I really related to a Harvard Business Review article I read this weekend by Peter Bregman.  Bregman writes, “The world is moving fast and it’s only getting faster. So much technology. So much information. So much to understand, to think about, to react to” (Source).  This is one of the biggest reasons why I began the Solitary Sunday project.  It isn’t healthy to spend 24 hours a day, 7 days a week plugged in and dealing with information overload.  While one day off might not change very much, it was certainly refreshing.

So what exactly did I do on Sunday?


First, I cleaned my entire house.  Vacuuming, mopping, scrubbing, polishing, wiping… I deep cleaned the refrigerator for the first time since we bought the house.  This house is spotless, and it needed the TLC.  If I am able to do this good a cleaning every Sunday, I will be much happier (and my husband will be less asthmatic) living with our furry, four-legged children Sparks, Lily, and Sailor.

Second, I worked on my fitness.  With Tropical Storm Beryl looming, it rained a little, but I was able to get in a solid 4-mile run.  I need to keep building up long runs on Sunday so I can accomplish this 10K goal I’ve set for myself.

Third, I graded and re-read Resonate for the third time.  I had quite a bit of late student work to catch up on; some student questions to attend to; and, of course, some reading for the launch of Resonate as the new class textbook in July.

Bregman says, “So we try to speed up to match the pace of the action around us.
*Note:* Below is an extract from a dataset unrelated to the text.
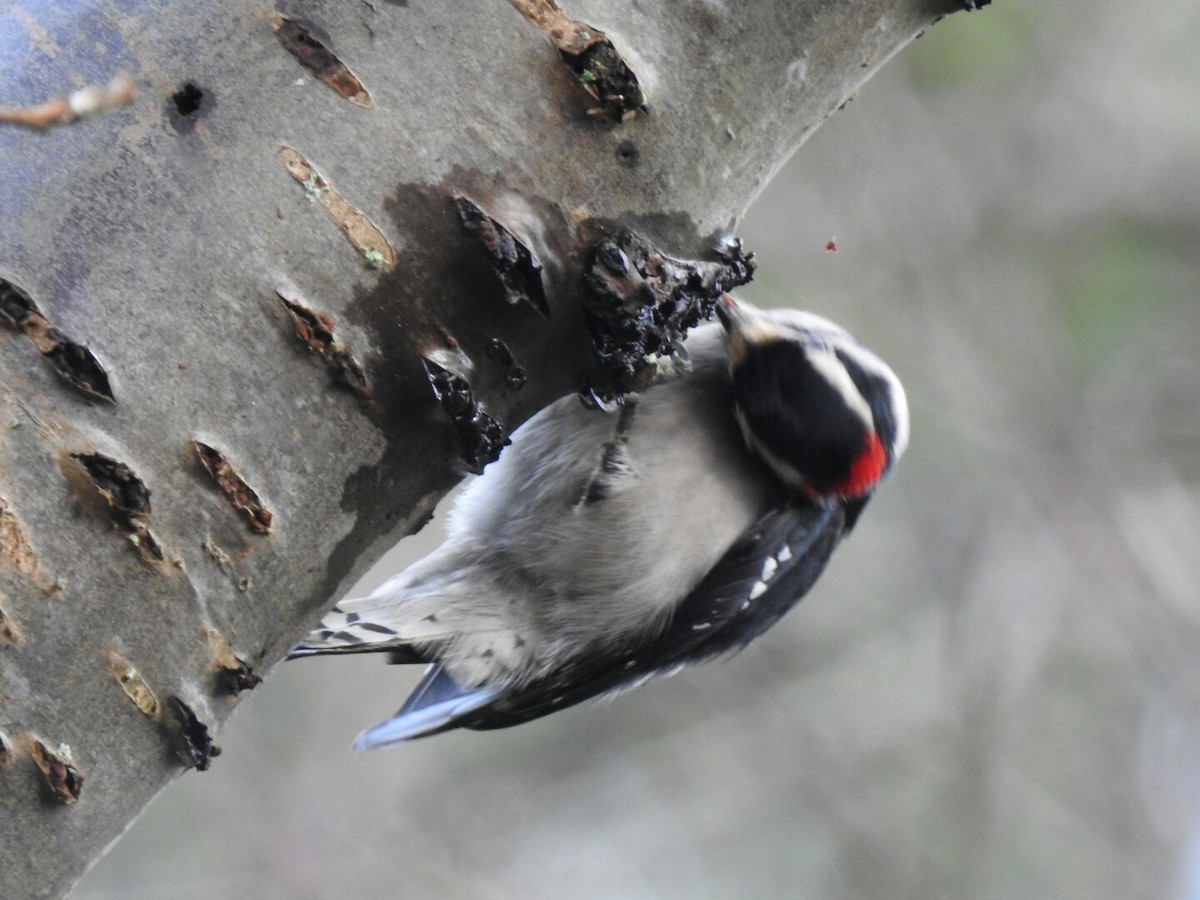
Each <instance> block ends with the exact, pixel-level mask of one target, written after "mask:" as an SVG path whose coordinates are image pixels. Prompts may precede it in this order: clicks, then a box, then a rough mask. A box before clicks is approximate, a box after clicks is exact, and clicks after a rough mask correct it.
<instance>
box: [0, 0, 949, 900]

We stay up until 3 am trying to answer all our emails. We twitter, we facebook, and we link-in. We scan news websites wanting to make sure we stay up to date on the latest updates. And we salivate each time we hear the beep or vibration of a new text message” (Source).  It was nice to spend my Sunday accomplishing instead of wasting time.  It was even nicer to slow down, to relax, to rest from the overstimulation that comes along with my technology-saturated life.  Bregman agrees.  He argues, “The speed with which information hurtles towards us is unavoidable (and it’s getting worse). But trying to catch it all is counterproductive. The faster the waves come, the more deliberately we need to navigate. Otherwise we’ll get tossed around like so many particles of sand, scattered to oblivion. Never before has it been so important to be grounded and intentional and to know what’s important” (Source).

So, what, exactly, is important in my life?  These are the types of questions I want to spend my Solitary Sundays answering.  My goal is to spend my time prioritizing, growing, and learning from the silence of being mostly technology-less.  I would love to go completely phone, television, and computer free on Sundays, so this might be a goal after a few months of the Solitary Sunday project… Imagine that!

And to assuage your fears: I don’t plan to spend every Solitary Sunday literally alone in my house.  This much-needed day of rest and relaxation by myself was necessary after this month of working very, very long 6-day workweeks.  Next Sunday, my goal is to do something fun and technology-free 100% outside of the house.  Perhaps it’s time for a much-needed beach day with the BFFs…

Did you participate in Solitary Sunday?  How did you do?